Ten film pokazuje, że nie wszyscy startujemy z tego samego miejsca Zrzut z ekranu/Facebook
No właśnie. Inni mają gorzej? Dla każdego najważniejsze i najbardziej zajmujące są jego problemy i kłopoty. Trudno przejmować się głodem na świecie, gdy sami ledwo wiążemy koniec z końcem. Film, który od kilku dni cieszy się popularnością w mediach społecznościowych, przypomina jednak, że umiejętność zrozumienia sytuacji innego człowieka jest niezbędne do funkcjonowania w społeczeństwie.

Pęd, codzienne obowiązki, milion spraw do załatwienia sprawiają, że nie skupiamy się na tym, co dobrego nas spotkało. Rachunki do zapłacenia, raport do pracy, chore dziecko, zakupy. To zajmuje nasze głowy każdego dnia. I przez pryzmat swoich doświadczeń, swojej przeszłości często oceniamy innych. "Ja musiałem dać radę, więc inni też powinni". "Nie było mi lekko, ale sobie poradziłem". "Każdy, kto tego nie zrobił, jest nieudacznikiem". "Mi nikt nie pomagał". Nie chodzi o użalanie się nad sobą, czy tłumaczenie każdego niepowodzenia faktem sprzed 15 lat. Warto jednak przemyśleć i zaakceptować, że nie, nie wszyscy startujemy z tego samego miejsca. Gdy o tym zapominamy, bez zastanowienia wydajemy pochopne osądy, ranimy innych i wydaje nam się, że nasza opinia jest na pewno właściwa. Nie myślimy nad tym, że nie dostaliśmy monopolu na prawdę.
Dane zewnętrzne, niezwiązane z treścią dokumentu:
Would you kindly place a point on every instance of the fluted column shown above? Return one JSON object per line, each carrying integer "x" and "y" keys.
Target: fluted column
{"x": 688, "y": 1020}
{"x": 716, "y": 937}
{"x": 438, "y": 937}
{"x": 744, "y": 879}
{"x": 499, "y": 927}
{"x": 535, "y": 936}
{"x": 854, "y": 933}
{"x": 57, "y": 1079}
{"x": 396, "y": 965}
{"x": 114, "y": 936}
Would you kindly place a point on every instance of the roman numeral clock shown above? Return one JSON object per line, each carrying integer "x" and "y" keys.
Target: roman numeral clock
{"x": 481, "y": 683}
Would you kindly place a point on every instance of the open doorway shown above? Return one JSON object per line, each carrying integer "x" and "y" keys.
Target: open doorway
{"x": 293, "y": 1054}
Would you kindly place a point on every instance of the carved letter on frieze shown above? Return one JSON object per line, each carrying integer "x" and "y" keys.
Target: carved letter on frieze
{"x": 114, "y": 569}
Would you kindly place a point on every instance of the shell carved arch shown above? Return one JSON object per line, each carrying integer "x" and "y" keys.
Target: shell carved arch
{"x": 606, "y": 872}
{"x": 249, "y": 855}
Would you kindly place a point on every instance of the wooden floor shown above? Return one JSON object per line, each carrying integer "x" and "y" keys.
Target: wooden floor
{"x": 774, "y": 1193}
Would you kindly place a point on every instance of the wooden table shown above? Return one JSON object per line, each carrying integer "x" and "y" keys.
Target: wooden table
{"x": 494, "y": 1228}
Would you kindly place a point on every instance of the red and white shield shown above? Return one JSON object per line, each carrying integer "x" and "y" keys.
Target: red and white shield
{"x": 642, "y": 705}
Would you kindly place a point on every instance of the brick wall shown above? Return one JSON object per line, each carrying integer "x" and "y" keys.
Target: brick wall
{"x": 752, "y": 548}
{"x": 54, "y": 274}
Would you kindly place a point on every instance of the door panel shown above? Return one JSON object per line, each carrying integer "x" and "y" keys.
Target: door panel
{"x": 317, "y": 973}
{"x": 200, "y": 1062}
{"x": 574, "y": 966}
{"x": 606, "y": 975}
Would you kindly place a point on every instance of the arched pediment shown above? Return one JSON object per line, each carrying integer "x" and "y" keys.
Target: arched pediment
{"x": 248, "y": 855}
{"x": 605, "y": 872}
Film, który pojawił się na profilu telewizji WTV pokazuje, że życie każdego z nas jest determinowane przez czynniki, na które nie mamy wpływu i te, o których decydujemy sami. Prowadzący eksperyment zadał grupie osób osiem pytań. Jeżeli odpowiedź w ich przypadku brzmiała "tak" mogli zrobić dwa kroki do przodu.

Czy wasi rodzice nadal są małżeństwem?
Czy w waszym domu był ojciec?
Czy mieliście dostęp do prywatnej edukacji?
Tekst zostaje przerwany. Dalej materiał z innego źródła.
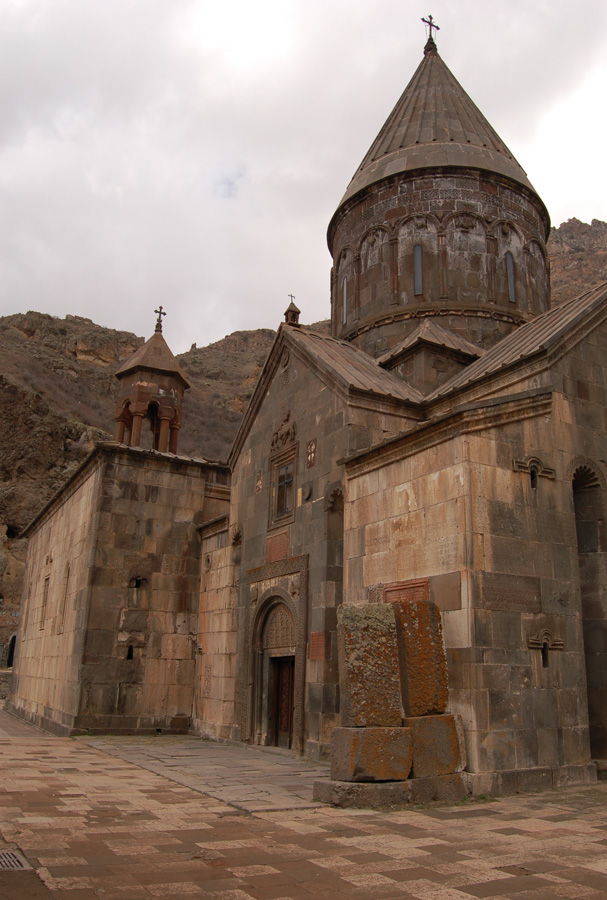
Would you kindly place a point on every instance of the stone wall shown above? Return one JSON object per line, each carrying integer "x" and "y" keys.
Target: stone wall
{"x": 109, "y": 644}
{"x": 55, "y": 605}
{"x": 484, "y": 523}
{"x": 214, "y": 713}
Czy korzystaliście z korepetycji?
Czy nie musieliście się bać o brak pieniędzy na koncie na telefonie?
Czy nie musieliście pomagać rodzicom w płaceniu rachunków?
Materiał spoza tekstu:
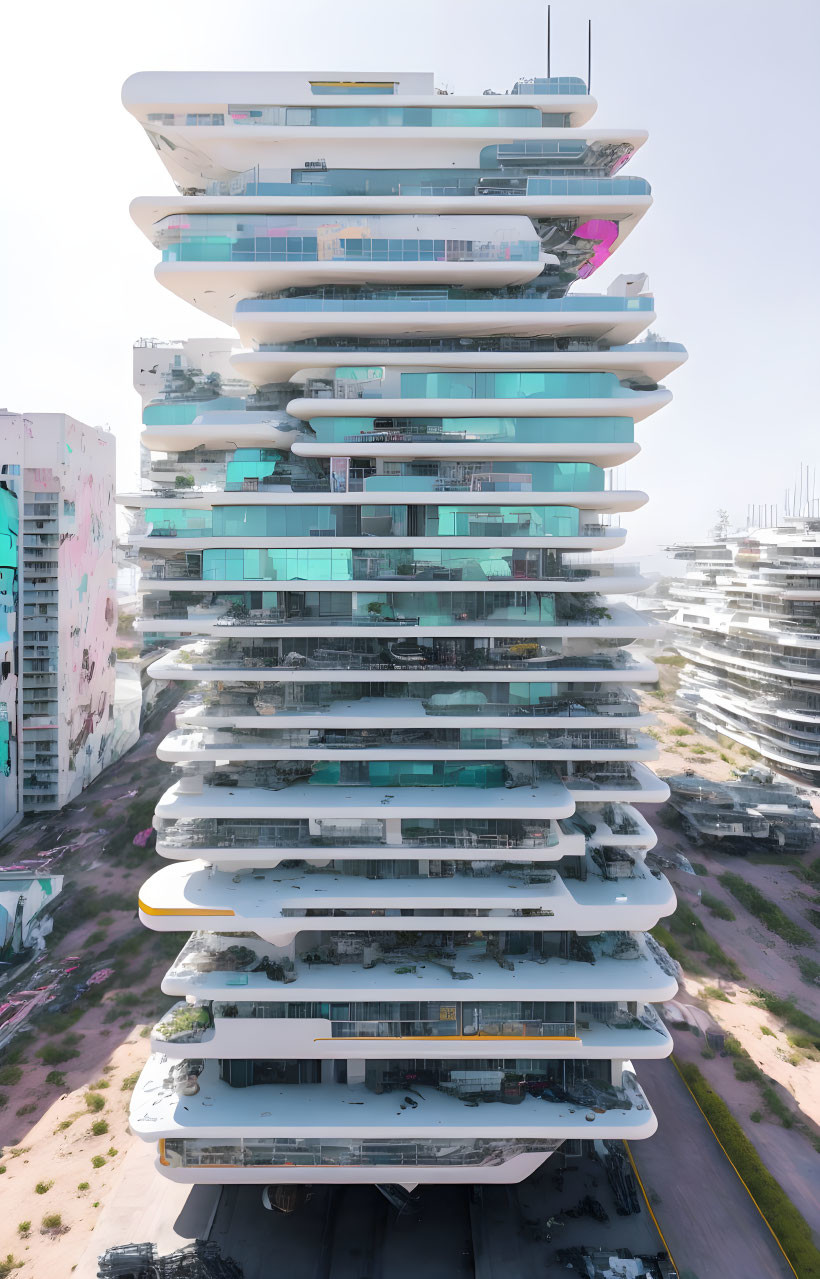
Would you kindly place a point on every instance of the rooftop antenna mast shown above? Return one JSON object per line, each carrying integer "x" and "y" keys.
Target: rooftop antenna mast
{"x": 549, "y": 42}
Czy nie musicie płacić za studia?
Czy nie musieliście zastanawiać się, kiedy zjecie kolejny posiłek?

Po odpowiedzeniu na te pytania zaczynał się wyścig. Nagrodą było 100 dolarów. Prowadzący podkreślił, że nie chodzi o wyróżnianie lub dyskredytowanie kogokolwiek. Nie znaczy, że osoby, które zostały z tyłu, nie mogą brać udziału w biegu. Po prostu startują z innego poziomu. I o tym musimy pamiętać.